The second practice opportunity came during a trip to Mexico City with a friend from Los Angeles. I could practice navigating a menu in a foreign country with a dining companion so accustomed to orthorexia-type ordering she wouldn't even notice. 

It worked! After five days of practicing saying things like "No puedo comer harina" and "¿Esto contiene maíz?" I was feeling confident to take my new self-care tool back to the States. 

I'm not going to lie and say it's been easy peasy since implementing my new way of eating. I did have to discover new things I like to cook and eat at home––thankfully, there are plenty of good cookbooks to help. I recently treated myself to some new cookware and kitchen gadgets, which was fun in a #adulting kinda way. Making groceries is a little more daunting as I stop and read every label these days. Dining out in New Orleans, I don't always have the most exciting choice on the menu, and cross-contamination is a real problem no matter how well I communicate my needs. And I miss my occasional gas station fried chicken the most. 

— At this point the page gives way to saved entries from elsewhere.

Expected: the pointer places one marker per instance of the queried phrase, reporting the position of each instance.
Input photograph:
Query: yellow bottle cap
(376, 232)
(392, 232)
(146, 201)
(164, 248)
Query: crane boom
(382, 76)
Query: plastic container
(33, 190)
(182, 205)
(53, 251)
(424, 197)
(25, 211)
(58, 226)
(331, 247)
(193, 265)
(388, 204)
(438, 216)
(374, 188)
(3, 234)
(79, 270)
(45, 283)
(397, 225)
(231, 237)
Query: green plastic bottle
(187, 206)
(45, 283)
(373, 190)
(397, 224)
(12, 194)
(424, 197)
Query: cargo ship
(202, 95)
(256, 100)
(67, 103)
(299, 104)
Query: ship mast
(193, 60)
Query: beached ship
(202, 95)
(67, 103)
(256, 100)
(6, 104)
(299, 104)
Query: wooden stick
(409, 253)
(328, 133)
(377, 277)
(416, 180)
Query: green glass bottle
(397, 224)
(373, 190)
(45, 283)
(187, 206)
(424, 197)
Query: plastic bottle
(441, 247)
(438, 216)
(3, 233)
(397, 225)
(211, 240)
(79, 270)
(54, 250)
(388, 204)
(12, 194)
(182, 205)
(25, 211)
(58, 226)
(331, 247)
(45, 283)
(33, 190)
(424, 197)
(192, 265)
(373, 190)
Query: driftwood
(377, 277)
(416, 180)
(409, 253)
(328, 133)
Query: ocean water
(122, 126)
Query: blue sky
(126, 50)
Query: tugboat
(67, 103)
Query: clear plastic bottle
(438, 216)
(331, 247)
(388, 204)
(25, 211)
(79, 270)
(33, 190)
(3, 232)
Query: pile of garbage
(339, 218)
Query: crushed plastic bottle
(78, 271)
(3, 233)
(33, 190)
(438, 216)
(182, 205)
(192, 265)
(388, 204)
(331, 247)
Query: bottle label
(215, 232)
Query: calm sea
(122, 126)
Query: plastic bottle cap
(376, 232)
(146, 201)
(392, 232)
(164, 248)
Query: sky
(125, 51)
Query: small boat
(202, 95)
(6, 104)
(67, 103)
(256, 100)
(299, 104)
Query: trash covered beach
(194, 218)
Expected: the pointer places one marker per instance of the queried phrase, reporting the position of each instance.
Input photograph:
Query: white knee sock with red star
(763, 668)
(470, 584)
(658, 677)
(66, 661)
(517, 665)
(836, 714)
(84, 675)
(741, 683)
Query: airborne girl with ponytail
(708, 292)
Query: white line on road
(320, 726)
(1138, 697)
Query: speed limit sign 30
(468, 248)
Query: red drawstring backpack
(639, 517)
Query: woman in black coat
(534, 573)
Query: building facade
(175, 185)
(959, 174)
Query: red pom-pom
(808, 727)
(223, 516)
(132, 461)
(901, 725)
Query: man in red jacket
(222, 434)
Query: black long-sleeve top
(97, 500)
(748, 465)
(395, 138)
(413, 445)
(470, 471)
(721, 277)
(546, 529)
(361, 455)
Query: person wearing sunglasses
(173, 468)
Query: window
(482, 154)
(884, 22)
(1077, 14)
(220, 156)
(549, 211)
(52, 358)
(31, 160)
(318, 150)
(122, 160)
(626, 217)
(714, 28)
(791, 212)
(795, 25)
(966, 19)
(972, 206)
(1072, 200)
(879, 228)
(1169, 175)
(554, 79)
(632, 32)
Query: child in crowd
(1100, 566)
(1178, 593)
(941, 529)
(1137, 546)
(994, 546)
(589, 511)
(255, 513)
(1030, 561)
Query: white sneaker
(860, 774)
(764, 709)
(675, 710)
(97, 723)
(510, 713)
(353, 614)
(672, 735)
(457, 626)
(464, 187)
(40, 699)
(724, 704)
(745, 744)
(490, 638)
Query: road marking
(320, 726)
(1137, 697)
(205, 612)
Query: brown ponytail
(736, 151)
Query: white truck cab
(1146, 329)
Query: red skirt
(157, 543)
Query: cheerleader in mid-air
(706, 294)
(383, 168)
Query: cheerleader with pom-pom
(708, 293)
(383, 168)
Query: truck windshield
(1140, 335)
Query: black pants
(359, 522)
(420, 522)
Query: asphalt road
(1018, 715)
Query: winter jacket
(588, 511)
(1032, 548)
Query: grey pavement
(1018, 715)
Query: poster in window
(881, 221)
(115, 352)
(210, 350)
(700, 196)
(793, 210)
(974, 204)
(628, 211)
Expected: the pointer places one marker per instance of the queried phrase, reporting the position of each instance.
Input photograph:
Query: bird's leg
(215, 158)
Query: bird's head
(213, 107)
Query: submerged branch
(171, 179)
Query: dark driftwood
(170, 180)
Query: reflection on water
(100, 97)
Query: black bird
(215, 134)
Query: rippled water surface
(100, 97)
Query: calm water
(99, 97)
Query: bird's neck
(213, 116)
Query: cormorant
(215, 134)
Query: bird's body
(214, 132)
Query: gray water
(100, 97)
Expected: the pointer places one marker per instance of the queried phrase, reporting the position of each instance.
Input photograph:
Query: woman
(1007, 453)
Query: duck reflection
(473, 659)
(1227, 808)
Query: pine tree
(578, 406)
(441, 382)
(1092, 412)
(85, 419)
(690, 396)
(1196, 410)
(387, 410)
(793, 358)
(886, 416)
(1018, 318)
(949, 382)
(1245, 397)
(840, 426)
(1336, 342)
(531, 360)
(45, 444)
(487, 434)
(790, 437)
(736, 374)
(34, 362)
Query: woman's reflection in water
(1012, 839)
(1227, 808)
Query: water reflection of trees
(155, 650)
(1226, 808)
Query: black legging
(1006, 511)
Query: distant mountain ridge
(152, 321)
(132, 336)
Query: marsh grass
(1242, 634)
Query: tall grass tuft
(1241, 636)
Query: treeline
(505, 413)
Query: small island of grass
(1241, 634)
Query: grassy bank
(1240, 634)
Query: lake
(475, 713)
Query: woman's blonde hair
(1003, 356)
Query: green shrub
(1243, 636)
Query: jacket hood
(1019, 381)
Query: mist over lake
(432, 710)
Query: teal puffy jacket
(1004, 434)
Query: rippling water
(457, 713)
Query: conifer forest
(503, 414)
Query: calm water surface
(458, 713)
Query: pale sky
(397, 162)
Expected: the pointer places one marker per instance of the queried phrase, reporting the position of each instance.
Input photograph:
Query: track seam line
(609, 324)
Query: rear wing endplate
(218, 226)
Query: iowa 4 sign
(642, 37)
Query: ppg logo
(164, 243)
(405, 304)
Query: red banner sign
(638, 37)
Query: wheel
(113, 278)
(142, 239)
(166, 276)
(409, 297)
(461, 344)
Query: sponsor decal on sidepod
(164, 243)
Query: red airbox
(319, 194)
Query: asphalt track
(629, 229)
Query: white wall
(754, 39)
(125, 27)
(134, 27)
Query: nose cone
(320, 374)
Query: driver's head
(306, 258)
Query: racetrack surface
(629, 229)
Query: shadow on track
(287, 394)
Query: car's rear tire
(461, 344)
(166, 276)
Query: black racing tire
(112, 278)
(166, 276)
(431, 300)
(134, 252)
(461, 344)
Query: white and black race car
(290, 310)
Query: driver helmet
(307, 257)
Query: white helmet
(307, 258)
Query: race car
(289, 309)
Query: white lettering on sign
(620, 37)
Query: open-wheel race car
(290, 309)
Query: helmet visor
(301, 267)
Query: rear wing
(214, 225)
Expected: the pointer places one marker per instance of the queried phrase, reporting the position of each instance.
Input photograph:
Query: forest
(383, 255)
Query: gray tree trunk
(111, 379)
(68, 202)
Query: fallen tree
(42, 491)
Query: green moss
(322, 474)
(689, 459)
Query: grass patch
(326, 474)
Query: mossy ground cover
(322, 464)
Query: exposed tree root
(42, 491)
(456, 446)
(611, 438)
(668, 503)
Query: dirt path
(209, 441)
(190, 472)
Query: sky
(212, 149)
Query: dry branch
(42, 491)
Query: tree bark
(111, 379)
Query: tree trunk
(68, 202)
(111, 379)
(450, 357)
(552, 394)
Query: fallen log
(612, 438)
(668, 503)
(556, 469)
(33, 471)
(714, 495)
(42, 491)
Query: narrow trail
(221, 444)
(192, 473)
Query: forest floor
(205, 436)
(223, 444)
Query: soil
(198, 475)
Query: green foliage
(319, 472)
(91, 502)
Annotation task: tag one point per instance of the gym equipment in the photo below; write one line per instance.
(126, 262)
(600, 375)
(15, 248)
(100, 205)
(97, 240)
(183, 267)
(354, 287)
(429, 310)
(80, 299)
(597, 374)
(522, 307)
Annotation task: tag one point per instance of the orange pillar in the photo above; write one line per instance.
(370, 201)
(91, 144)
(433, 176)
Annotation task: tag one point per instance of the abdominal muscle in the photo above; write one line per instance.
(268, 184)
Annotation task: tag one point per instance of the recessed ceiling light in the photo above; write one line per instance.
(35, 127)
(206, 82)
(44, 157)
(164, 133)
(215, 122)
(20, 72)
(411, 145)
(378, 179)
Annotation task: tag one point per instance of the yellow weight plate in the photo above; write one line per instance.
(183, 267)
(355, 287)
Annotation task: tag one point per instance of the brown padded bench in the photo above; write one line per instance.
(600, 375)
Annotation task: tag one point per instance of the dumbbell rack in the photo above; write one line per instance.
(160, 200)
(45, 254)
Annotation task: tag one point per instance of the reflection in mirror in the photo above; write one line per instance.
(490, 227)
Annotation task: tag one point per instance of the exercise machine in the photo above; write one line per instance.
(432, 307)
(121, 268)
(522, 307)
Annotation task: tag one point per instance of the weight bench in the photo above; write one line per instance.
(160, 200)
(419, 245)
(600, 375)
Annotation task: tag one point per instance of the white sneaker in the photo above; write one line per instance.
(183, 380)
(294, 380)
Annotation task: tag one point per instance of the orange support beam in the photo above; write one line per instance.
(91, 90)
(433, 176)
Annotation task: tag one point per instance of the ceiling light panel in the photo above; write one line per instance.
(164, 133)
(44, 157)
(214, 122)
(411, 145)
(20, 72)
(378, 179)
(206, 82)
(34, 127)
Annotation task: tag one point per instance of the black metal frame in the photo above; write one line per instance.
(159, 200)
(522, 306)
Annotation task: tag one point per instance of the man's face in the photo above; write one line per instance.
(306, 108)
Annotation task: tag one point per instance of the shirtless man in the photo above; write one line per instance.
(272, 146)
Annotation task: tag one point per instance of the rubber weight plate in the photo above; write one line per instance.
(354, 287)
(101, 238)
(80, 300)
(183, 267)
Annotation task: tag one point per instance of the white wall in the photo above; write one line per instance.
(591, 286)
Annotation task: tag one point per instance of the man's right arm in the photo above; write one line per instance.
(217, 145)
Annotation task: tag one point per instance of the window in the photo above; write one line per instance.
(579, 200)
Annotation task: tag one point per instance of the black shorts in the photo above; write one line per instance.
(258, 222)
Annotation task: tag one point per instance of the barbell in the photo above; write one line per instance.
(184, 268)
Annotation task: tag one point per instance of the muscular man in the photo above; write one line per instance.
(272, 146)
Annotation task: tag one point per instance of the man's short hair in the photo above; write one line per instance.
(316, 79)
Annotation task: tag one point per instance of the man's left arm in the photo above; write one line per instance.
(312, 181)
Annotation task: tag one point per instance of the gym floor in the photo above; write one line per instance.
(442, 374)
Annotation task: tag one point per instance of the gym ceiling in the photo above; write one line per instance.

But the benefits (feeling good in my body, sleeping through the night, little to no midday or evening fatigue, the heart palpitations are gone, as is my bald spot) definitely outweigh the cost. So for that, I can finally answer that very annoying but important question, "How willing are you to put your health above all?" with a wholehearted, very loud TEN.  

 

[1]  It's probably not a coincidence that the planet Chiron is in my 10th house of career and public life within the embodiment sign of Taurus. That tells me the wound around my "body stuff" will be a lifelong journey, always returning so that I can find deeper healing. And further, it shows me that I am in the right profession––helping women find freedom from their own "body stuff."

 

[2]Full disclosure: I struggled with whether to include this photo, since it shows me eating stereotypical "diet food," and I’ve worked hard for a long time to get away from a dieting mindset. But this is a lot of what I eat right now, because it’s what makes my body feel good. And I’m not going to judge myself for that.